Been reading up on POWs during WWI and I came across the memoir of James Gerard, the US ambassador to Germany at the outbreak of the war, who pioneered the inspection of POW camps in Germany. I was fascinated by his description of the evacuation of American citizens from Germany after the start of the war, via special trains to Holland, steerage passages purchased in bulk by the US Embassy, emergency passports, and American Express traveller’s cheques (oh, sorry, traveler’s checks) cashed by special arrangement with German banks. The large part of the work went on in the ballroom of the US embassy in Berlin, administered by a hastily formed relief committee officials’ wives.
My mother, on her deathbed, was pressed by her sister to admit that she had, on occasion, potentially, one might say, exaggerated a little bit. Her answer:
“Of course I exaggerated. It makes a better story.”

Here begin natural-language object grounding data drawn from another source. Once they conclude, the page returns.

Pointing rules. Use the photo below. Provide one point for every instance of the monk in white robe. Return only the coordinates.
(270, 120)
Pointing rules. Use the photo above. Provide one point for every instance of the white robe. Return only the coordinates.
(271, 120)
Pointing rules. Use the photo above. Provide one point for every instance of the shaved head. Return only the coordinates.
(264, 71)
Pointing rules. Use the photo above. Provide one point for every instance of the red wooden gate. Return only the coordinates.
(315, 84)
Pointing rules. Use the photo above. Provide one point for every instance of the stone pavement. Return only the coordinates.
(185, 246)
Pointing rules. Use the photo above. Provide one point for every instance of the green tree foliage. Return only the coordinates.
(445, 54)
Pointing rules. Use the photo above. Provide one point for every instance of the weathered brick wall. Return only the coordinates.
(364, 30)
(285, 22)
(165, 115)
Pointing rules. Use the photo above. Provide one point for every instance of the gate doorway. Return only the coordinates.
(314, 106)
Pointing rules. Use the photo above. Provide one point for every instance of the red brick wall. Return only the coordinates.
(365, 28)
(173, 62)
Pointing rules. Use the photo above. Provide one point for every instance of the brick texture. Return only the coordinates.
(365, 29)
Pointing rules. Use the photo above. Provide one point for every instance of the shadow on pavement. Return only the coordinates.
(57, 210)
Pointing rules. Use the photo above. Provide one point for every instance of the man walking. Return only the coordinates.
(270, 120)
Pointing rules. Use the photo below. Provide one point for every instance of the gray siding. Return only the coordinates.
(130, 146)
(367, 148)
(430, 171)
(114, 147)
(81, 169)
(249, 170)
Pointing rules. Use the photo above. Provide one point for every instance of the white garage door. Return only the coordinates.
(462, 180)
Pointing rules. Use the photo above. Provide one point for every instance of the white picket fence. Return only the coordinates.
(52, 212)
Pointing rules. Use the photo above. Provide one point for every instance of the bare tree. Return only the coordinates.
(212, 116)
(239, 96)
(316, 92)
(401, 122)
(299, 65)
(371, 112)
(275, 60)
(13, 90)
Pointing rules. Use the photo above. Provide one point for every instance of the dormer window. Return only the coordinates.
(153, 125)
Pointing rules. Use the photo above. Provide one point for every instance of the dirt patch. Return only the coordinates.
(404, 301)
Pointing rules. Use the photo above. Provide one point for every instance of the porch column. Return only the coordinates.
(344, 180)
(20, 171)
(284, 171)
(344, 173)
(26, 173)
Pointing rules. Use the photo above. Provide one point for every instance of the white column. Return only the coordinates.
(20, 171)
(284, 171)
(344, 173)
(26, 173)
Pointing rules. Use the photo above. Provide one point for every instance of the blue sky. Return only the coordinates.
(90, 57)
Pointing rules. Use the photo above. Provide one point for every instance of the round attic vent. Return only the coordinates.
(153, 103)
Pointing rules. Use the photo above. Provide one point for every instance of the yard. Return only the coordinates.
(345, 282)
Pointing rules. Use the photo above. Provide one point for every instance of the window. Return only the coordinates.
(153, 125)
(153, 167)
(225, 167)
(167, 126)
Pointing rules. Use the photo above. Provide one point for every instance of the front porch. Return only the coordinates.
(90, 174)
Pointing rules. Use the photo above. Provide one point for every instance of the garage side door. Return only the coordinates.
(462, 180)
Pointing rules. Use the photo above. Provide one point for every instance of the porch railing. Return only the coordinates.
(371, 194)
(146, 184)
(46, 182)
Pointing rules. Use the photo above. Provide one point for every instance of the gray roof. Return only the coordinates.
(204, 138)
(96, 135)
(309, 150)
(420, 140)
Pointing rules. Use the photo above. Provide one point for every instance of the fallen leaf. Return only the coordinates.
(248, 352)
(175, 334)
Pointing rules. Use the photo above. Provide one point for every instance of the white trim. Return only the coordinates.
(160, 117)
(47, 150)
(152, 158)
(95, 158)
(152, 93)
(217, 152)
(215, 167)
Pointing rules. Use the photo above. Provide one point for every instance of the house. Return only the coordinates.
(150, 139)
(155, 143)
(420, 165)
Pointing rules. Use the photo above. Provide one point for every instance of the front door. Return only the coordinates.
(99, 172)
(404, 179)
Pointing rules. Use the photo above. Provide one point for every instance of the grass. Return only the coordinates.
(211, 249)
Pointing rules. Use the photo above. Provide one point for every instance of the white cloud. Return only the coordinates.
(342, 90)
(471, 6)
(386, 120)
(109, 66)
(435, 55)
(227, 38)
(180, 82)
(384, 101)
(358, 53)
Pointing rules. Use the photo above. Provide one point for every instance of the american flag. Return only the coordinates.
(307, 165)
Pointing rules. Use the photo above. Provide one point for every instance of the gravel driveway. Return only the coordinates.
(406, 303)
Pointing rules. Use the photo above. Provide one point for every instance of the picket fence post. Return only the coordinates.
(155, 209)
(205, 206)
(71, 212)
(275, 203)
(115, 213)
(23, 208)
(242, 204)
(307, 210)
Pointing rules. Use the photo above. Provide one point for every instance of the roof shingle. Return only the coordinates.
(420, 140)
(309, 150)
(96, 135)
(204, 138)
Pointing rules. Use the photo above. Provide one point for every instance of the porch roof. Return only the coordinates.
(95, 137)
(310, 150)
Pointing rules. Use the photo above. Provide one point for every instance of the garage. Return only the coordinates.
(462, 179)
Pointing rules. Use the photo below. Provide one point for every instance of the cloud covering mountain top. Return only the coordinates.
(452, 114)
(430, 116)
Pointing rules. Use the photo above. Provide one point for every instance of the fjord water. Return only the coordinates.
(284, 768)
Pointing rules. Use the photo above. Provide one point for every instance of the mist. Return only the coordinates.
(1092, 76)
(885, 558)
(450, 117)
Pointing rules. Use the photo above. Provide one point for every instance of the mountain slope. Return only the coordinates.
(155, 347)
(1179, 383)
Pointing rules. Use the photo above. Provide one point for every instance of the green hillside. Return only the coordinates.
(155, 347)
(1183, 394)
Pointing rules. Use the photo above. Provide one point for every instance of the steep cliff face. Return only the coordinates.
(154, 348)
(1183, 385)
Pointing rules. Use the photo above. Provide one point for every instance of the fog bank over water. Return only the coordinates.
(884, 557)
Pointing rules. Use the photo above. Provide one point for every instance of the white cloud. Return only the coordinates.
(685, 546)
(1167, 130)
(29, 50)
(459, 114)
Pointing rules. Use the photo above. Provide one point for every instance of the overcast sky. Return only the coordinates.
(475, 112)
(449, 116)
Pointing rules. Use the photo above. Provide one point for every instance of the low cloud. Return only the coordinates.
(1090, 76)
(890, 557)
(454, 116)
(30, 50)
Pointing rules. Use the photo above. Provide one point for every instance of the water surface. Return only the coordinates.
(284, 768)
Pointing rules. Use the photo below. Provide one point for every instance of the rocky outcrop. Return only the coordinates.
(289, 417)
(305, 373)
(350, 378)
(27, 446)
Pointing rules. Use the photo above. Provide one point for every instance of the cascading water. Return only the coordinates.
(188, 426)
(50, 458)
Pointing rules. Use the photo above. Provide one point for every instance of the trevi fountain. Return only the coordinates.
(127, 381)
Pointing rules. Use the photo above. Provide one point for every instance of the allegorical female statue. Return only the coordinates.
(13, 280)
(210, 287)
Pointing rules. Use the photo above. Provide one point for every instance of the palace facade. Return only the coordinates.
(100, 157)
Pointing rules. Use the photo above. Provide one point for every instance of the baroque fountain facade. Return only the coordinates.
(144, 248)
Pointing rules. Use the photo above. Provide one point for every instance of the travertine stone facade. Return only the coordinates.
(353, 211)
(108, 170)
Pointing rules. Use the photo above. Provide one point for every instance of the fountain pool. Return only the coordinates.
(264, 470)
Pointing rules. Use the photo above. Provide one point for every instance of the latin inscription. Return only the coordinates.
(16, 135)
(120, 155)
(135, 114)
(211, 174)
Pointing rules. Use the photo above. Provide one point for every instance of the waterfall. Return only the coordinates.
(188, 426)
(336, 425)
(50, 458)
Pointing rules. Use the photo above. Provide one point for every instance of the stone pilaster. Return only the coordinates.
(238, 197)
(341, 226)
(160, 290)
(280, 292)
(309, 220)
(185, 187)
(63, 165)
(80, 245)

Everything I learned as a child I now call into question. It took me years — years — to realise that popping bubble wrap does not, in fact, release toxins into the environment. My mom just wanted to save the bubble wrap to reuse. Fair enough.
Did the cat of my pioneer ancestors really experience immaculate conception after having walked across the plains and found herself the sole cat in Utah? Did she really burrow a tunnel through the snow to carry her kittens, one by one, from the barn into the warm kitchen, from whence each kitten later sold for the price of a horse?
How to get to the bottom of it? No wonder I became a historian.
My cats, neither immaculately conceived nor pioneers.